The UK Home Office is about to get dragged into the European Court of Justice over data retention laws in Blighty. For the Home office a rapid review of its Regulation of Investigatory Powers Act (RIPA) has been undertaken and the UK government is rushing through a consultation document to try to head off a potentially expensive court case brought by the EC.
Changes to RIPA has been online but responses must arrive before December 7. Apparently the EU gave the government two months to take action in October. Under the new plan there would be civil sanctions even against unintentional interception of customer communications.

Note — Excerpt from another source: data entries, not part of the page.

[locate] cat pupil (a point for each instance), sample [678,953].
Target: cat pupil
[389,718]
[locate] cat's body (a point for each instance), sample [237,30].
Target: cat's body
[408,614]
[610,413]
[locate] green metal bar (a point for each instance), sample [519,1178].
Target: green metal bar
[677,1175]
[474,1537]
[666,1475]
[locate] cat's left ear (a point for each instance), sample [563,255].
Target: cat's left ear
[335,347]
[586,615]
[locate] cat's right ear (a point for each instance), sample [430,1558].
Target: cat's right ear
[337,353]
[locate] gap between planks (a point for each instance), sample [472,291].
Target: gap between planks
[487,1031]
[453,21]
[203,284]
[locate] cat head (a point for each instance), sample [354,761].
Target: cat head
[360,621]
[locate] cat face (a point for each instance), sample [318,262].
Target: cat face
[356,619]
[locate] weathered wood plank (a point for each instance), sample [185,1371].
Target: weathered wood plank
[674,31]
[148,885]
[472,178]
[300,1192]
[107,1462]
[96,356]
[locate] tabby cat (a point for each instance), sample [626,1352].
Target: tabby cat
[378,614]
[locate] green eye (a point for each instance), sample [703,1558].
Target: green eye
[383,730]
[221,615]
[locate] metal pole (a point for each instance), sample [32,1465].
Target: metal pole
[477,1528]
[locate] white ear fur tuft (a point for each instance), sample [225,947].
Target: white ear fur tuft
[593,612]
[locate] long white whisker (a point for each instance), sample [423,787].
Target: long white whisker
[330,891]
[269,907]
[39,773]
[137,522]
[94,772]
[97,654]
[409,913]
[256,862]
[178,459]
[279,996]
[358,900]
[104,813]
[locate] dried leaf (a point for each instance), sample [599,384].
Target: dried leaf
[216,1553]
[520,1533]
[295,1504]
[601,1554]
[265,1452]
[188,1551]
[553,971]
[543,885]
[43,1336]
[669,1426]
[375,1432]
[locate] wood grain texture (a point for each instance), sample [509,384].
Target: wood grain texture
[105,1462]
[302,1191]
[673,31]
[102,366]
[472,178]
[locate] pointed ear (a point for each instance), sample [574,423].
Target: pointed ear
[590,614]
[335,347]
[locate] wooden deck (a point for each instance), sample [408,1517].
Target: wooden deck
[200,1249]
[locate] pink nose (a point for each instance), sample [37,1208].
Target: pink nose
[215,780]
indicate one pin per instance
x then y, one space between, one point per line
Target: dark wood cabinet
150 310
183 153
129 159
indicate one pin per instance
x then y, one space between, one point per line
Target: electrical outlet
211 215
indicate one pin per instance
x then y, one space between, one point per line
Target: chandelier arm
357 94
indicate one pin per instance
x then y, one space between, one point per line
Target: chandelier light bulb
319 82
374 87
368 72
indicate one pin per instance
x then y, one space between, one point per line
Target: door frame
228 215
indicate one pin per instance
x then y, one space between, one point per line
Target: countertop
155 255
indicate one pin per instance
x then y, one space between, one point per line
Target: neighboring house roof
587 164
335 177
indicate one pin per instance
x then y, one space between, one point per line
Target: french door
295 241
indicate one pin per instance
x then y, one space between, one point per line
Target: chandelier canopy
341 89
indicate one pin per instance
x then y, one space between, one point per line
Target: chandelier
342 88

The Interception of Communications Commissioner (IoCC) would gain powers to act against ISPs and telecom carriers.
The IoCC would be able to impose fines of up to £10,000 for unintentional interception. If the breach was shown to be intentional, the penalty could be a prison term of up to two years upon conviction.
The idea is to make the enforcement process more streamlined and reduce the administrative burden on the police, the CPS and courts.
The EC is miffed that the UK government’s lack of action to seal the loopholes in RIPA have allowed BT to snoop on customers using Phorm’s advertising profiling software. With the changes to the rules, Phorm would be outlawed and BT would be in trouble for using it to snoop on customers.
Under EC regulations, consent for Internet Service Providers (ISPs) to intercept user communications must be “freely-given, specific and informed” as this was not the case in BT’s use of Phorm, RIPA has been held to be at fault and the Commission requested action which has yet to be taken.
This delay prompted the EC to threaten court proceedings but the issuance of the consultation document may stay the Commission’s hand. If not, the government could be fined millions of Euros for every day that the legal loopholes exist.